Friday, March 30, 2012
Mares of Thrace - The Pilgrimage
Mares of Thrace is guitarist/vocalist Thérèse Lanz and drummer Stefani MacKichan. They play largely-improvised alterna-doom metal. The Pilgrimage tends to sound like a combination of Kylesa and Black Cobra.
If you read the Hornmeister (patent pending) with any regularity, this you already know.
What you may be asking yourself, is: why is he reviewing this record again?
It occurred to me that I'd never reviewed the same album twice in rapid succession. Ghost's Opus Eponymous I actually did review twice, but there was a year and half between reviews.
Since I love jazz, I thought I would do the review again, but this time, live.
Whereas the first review was the considered, pre-planned studio version, here is the "live" one: i.e., exactly what I think at the time I hear some part of this (spell-corrected, but otherwise unaltered-- I swear my journalistic integrity on this claim*).
(For my psychology nerd homies --holla!--): the album review as projective test [Google it]!)
And thus:
"Act I: David Glimpses Bathsheba," a jagged 7/8 time riff before the Kylesa-ish shrieking comes in, some pick-sliding to add a strange dissonance to the background sounds during the main riff's transposition a half step up... tribal drums like High on Fire...

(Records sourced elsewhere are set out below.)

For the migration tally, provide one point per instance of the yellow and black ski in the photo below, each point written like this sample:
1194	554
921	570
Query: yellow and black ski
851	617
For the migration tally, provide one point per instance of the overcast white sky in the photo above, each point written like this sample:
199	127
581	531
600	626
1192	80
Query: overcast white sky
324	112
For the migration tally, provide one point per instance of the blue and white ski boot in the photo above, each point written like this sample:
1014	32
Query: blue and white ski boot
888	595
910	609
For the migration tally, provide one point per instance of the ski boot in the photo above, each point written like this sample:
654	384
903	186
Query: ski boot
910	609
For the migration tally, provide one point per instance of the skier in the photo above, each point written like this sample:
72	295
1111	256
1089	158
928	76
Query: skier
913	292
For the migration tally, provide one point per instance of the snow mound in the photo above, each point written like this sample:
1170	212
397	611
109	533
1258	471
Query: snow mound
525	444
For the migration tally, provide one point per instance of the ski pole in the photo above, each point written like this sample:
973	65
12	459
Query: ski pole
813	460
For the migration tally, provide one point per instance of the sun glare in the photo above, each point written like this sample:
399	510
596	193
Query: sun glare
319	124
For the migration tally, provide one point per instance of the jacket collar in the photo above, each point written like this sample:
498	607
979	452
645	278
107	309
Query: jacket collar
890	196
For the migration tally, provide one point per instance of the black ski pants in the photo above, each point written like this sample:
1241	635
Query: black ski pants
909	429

Track two, "The Pragmatist," uses what I think is a flatted fifth-based riff with a scrawly, rock-type riff thereafter, and tends to use the root chord to great effect, occasionally transposing up a half-step for maximum dissonance... "The Gallwasp," sounds like a Satanic blues, with its repetition and riff-based insistence, its sludgy languor... overall, the best track so far... actually, yanno what? They're starting to sound more like High on Fire now, but with a songwriting succinctness that HOF don't have....
"The Perpetrator," a flatted-fifth riff with a very vaguely-bluesy-rockish riff behind it... very Kylesa again, and not because of the female vocals, which are barely recognizably female... at 1:29 sounds truly daunting and powerful (is it weird that at this precise point I wonder what Thérèse Lanz must be like in bed?)....
At this point ("Act II: Bathsheba's Reply to David") that the pattern of songwriting emerges as obvious: opening riff in the root note/chord, occasionally hit the flatted fifth, and during the next song point (whether it's sidewalk, bridge, chorus, or whatever) use a spidery-vaguely bluesy-rock riff which also introduces the shrieked vocals....
And for the most part it totally works.
"The Goat Thief," is nearly drone in its minute-and-a-half intro, before it becomes nearly black metal in its sludgy, tremolo-picked riffs and erratic drums....
Overall: the more I listen, the more I like.
Maybe you will, too. Just sayin.
[The Pilgrimage is released 4/24/12.]
*Shut the fuck up!-- I do so have some.